The ability to keep order has to be acquired chiefly through experience and can be a problem for secondary teachers at the start of their careers.

The Behaviour Matters season on Teachers’ TV (October 10-16) will put questions of discipline in a wider context, though it considers some practical issues, such as violence.

The ongoing series Teaching With Bayley (Teachers’ TV, October 10 and 17) is full of tips on setting standards and dealing with low-level disruption from talkers, attention-seekers and similar irritants. As well as setting out the main points of how to tackle unruly pupils, the series gives a rare glimpse into other teachers’ classrooms, with plenty of examples of how teacher communication and body language can help resolve conflict and enforce discipline.

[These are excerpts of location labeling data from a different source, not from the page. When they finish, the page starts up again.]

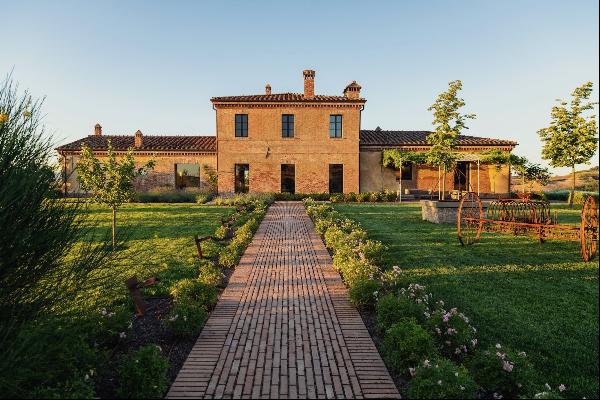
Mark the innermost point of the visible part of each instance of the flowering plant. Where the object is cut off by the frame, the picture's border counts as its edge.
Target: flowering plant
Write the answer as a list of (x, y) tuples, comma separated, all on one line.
[(453, 331), (441, 379), (503, 372)]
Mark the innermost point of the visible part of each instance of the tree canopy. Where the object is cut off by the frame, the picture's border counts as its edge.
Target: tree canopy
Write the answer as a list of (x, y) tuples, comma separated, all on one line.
[(572, 137), (110, 182)]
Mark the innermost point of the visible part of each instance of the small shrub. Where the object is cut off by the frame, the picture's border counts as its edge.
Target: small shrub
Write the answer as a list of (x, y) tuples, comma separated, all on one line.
[(186, 320), (336, 198), (392, 279), (441, 379), (350, 197), (391, 309), (405, 344), (204, 198), (580, 197), (374, 197), (363, 293), (210, 274), (453, 331), (143, 374), (502, 371), (362, 197), (192, 291)]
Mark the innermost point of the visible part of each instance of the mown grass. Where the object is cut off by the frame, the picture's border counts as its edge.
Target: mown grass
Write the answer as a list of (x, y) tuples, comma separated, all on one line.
[(538, 298), (157, 241)]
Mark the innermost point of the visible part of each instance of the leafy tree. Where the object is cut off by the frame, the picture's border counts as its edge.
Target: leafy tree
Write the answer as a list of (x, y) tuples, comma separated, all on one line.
[(535, 173), (397, 159), (500, 157), (572, 137), (449, 123), (110, 182)]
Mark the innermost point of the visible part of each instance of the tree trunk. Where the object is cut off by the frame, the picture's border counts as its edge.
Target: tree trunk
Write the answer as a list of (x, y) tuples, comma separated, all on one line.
[(572, 189), (439, 182), (114, 227), (444, 184)]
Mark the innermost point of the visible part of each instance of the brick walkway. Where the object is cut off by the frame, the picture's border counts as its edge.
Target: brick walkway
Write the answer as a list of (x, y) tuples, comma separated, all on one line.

Meanwhile, Teachers’ TV began its third term of broadcasting with a special weekend of programming aimed at Britain’s 25,000 newly qualified teachers.

Like all of its output, programmes were zoned into primary, secondary and general viewing, and dealt with such matters as lesson planning, assessment, life-work balance and behaviour management. To catch up on what has been shown so far, log on to www.teachers.tv.

Things ain’t what they used to be? Perhaps, but there is surely a hint of sadism in programmes such as That’ll Teach ‘Em (Discovery Civilisation channel, October 1, 9-10pm), which observe a group of modern children as they experience past educational regimes - in this case, O-levels at a 1950s grammar school.

In some cases, there are good reasons why schools have changed in the past half-century. For one thing, there is less tolerance nowadays of aggressive behaviour towards or between pupils.

Later in the term, the BBC primary series Watch is repeating its excellent programme for five to seven-year-olds on bullying, How to Be a Bully (Fridays, November 11-25).

Channel 4 has a new series about teenage aggression, Don’t Make Me Angry (October 31-November 2), which includes self-harming. Hormones may be a principal enemy of learning.